I know this thread is ancient, but things are basically archived online forever, unless a site shuts down. I didn't want any random web searcher to get the wrong idea from this post, so I wanted to add some belated clarification to the issue brought up here.
What the concerned parent did not mention is whether the amino acid test was done by checking the blood or the urine. This is an absolutely critical difference that influences the interpretation of the rest results, with each type of test being expected to contradict the other in some cases.
If you're unable to break down a certain amino acid, it can accumulate in your body (and be elevated in a blood test) or it can be "wasted" (or "spilled") and will appear elevated in the urine. In either case, depending on someone's particular genetic makeup, this can lead to test results that seem counterintuitive at first. High taurine may not mean that dietary intake is too high. It may mean that the child lacks the ability to properly break down taurine. Amino acids also require certain cofactors for utilization. B6 is the most common. Vitamin C is common for some. Due to the patient's specific genetic makeup, some amino breakdown pathways may be more efficient than others. Some may require more B6 to get started. There are myriad explanations.
You may see a low level of a certain amino acid and think that the patient needs to take in more of it. Not necessarily true (though it can be true). Look at your total pool of a single amino acid as a quantity totalling 100%. You may see 25% in the blood – because you only did one kind of test – and then supplement the patient with that amino to raise the level. Paradoxically, they get worse. What could be wrong? You're correcting a deficiency, right? What's wrong is that the other 75% is being spilled in the urine, because the body is incapable of efficiently breaking down that particular amino acid.
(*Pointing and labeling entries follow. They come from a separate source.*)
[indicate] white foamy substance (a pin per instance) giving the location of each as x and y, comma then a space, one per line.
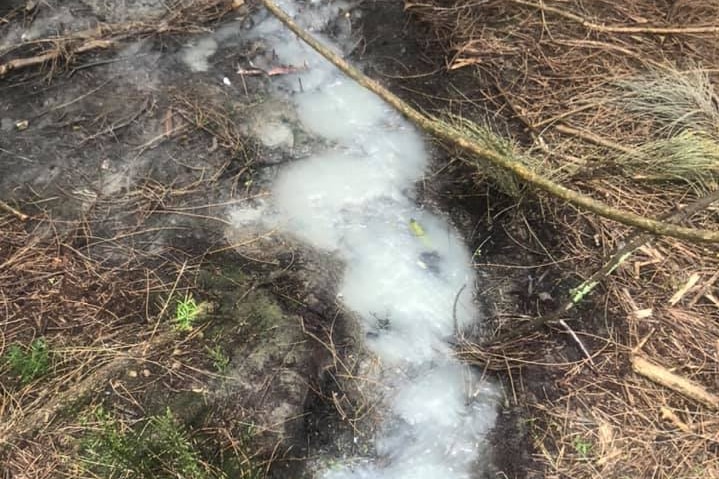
355, 198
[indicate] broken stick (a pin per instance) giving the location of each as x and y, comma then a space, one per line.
668, 379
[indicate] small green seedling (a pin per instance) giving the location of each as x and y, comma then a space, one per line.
220, 359
29, 362
186, 313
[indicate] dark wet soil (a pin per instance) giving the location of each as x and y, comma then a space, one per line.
96, 150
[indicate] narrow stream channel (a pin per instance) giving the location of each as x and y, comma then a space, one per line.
408, 273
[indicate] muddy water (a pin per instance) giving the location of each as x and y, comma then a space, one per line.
408, 273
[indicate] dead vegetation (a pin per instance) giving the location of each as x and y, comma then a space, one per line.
55, 52
619, 100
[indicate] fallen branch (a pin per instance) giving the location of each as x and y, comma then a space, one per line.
712, 29
52, 55
454, 136
634, 241
668, 379
19, 214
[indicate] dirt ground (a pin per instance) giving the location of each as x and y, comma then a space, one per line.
126, 164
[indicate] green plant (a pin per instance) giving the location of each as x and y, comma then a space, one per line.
186, 313
29, 362
158, 447
582, 446
220, 359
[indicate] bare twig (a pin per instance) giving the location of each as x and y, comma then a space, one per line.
452, 135
710, 29
19, 214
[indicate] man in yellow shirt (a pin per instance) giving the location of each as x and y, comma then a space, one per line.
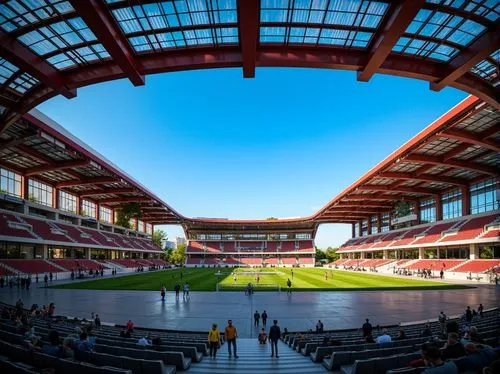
230, 334
213, 340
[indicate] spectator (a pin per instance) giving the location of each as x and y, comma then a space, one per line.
97, 321
426, 331
130, 326
274, 336
468, 315
384, 338
54, 347
262, 336
83, 344
230, 334
367, 328
453, 348
435, 364
145, 340
401, 335
213, 340
319, 326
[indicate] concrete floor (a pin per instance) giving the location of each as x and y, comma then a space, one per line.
299, 311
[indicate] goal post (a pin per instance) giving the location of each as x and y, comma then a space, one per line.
261, 287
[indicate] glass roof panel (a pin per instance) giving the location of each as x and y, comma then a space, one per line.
488, 9
58, 35
16, 14
6, 70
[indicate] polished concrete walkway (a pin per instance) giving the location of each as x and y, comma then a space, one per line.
254, 358
299, 311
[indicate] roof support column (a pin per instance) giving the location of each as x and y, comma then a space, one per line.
249, 24
465, 201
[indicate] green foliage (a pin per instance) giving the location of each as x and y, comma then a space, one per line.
126, 212
487, 253
401, 209
178, 255
158, 237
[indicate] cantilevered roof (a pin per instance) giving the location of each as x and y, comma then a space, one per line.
52, 47
460, 147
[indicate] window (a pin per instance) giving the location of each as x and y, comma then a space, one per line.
105, 214
40, 193
373, 222
10, 183
452, 204
67, 202
427, 210
89, 209
386, 222
140, 226
483, 196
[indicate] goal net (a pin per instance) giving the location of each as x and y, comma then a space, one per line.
269, 287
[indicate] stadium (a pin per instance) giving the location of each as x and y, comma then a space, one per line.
78, 229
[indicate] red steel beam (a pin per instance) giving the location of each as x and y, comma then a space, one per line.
453, 163
417, 190
484, 46
85, 182
395, 27
29, 62
56, 166
106, 191
249, 27
102, 24
426, 178
467, 137
125, 200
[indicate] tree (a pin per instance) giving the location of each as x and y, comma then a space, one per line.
178, 255
159, 236
126, 212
Look up the biotin-related disorders, i.e. Multiple carboxylase deficiency - Wikipedia, the free encyclopedia - this is a set of genetic conditions where the body is unable to effectively recycle biotin. The end result is that the pathways for leucine and isoleucine, two very important (essential) branched-chain amino acids (BCAAs), can not be completed. This leads to low levels of leucine and isoleucine in the blood, but very high levels in the urine. If you only did the blood test, you'd think that you need to feed the patient more BCAAs. You'd not only be wrong, but you'd be doing a great deal of harm.
Anyway, it's worth the effort to find a doctor who knows how to interpret such tests – they are rare, usually NDs or MDs with a functional medicine background. Some normal MDs will relent to ordering such a test but they won't have a clue about how to interpret it. It's true. They will lie to your face just to save their ego. Find an empathic and licensed ND who knows what they're looking at.